Based on background experiences of promoting investment, I would like to expand the horizons of Korean investors to invest in Malaysia and ASEAN, providing assistance in trade and investment. AKC would act as a gateway for opening new opportunities in trade sector.


KH: What was the most impressive project you took part in after joining the ASEAN-Korea Center in March?

Ngooi:  As part of the free trade investment chapter (the center) implemented only two major projects due to pandemic and raised social distancing level. First among the two is Nextrise -- a global startup program designed to connect top-notch players in the global startup ecosystem that expects to connect 10,000 participants, network with Global MNCs (multinational corporations), VCs (venture capital firms), accelerators and startups from all around the world.

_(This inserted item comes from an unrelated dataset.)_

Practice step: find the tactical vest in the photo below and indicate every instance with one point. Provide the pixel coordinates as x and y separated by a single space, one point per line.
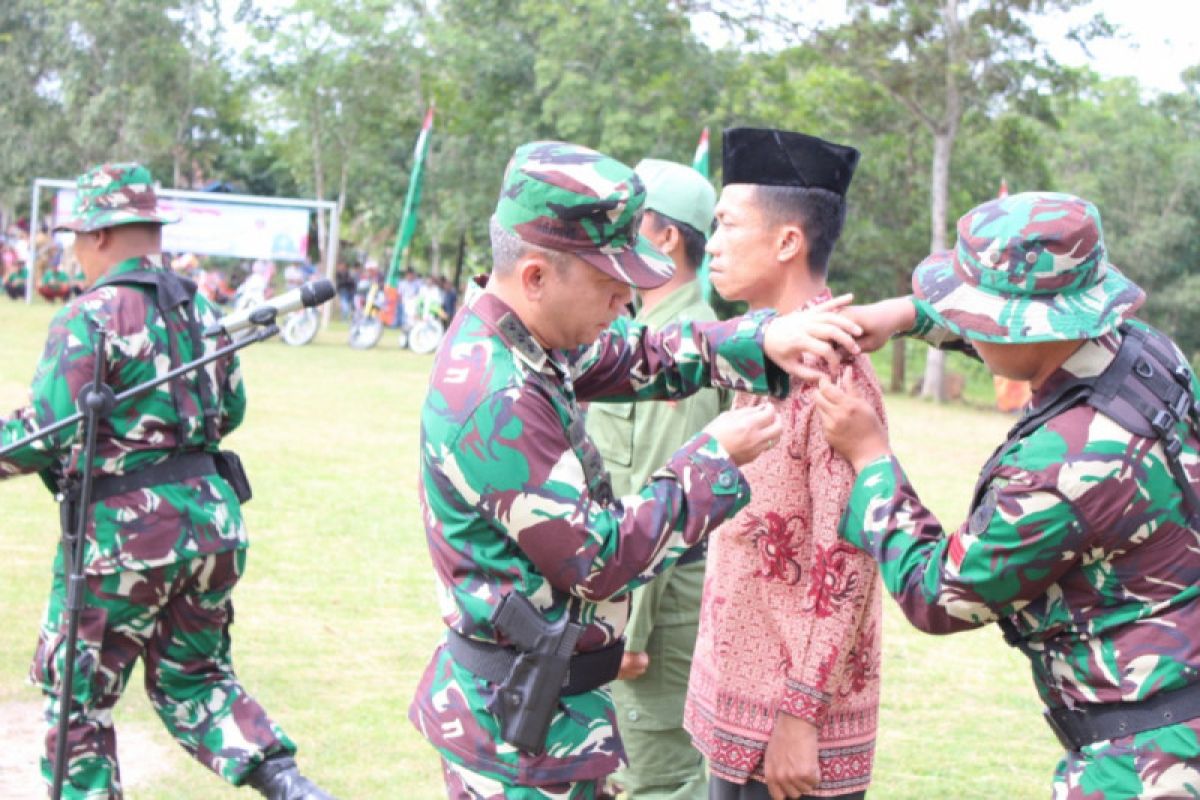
172 295
1147 391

Nextrise investment program has promoted 23 ASEAN startups and displayed tax incentives and promotions along with a presentation from the AKC secretary, prime minister and attendance of more than 100 participants/visitors to booths and implementing this project in Korea.

The second project is a survey to receive feedback for enhancement to invite ASEAN startups to present proposals, meet venture capital, present business models and facilitate trade between ASEAN and Korea.


KH: With the new wave of the pandemic hitting Southeast Asia and Korea, how has the center adapted to the situation?

Ngooi: ASEAN counterparts would be invited to Korea in post-COVID but this time prerecorded presentations will be conducted and participants can raise online questions to minimize technical glitches and retain the business momentum. Korea was a top market for ASEAN countries as a tourist destination for Korean travelers but due to pandemic, people-to-people contact has been greatly affected. We hope activated interaction in post-COVID.

---------------------------

Alex Mallari Macatuno, head of culture and tourism.(ASEAN-Korea Center)
Alex Mallari Macatuno, head of culture and tourism.(ASEAN-Korea Center)

Alex Mallari Macatuno, head of culture and tourism (Philippines)



KH: What made you apply for the secondment program for the ASEAN-Korea Center?

Macatuno: We joined AKC to represent the national governments of Laos, Brunei, Philippines and Malaysia based on expertise. One mission, one goal is mandated by the ASEAN-Korean Center aligning tourism, cooperation to promote ASEAN as a single destination, single government agency, marketing, planning, policy and administration.


KH: How well do you think the Korean public know about Southeast Asia and your own country? And what can be further done to promote better public understanding?

Macatuno: More than 90,000 Koreans live in the Philippines and reciprocally number of Filipinos among ASEAN countries is third largest in Korea that shows collaboration and awareness, however other countries like Brunei and Laos still need to achieve awareness.


KH: As part of public diplomacy what are current challenges between the ASEAN bloc and Korea in enhancing cultural, people-to-people ties and community building?

Macatuno: K-pop has been welcomed worldwide but other Korean elements are also existent in Korea to be introduced such as intellectual history, regional cultures and modernity of Korea.

Language is also central to achieve general perception among the public. Like the Korean language, ASEAN languages would be an important bridge to connect, enhance mutual recognition and direct understanding. For community building, language exchange between ASEAN and Korea, developing Korean studies and more scholarships would be helpful. Koreans should also study ASEAN studies and vice versa. ASEAN Week, to be hosted in October in coordination with the Korean government, is a signature program that would promote mutual understanding and strengthen people-to-people connectivity between ASEAN and Korea.


KH: With the new wave of the pandemic hitting Southeast Asia and Korea, how has the ASEAN-Korea Center adapted to the situation?

Macatuno: Due to the pandemic, online forms of programs were adopted but in coming months offline events would be planned to boost cultural exchange and enhance people-to-people ties, collecting data within ASEAN countries and Korea, and building partnerships.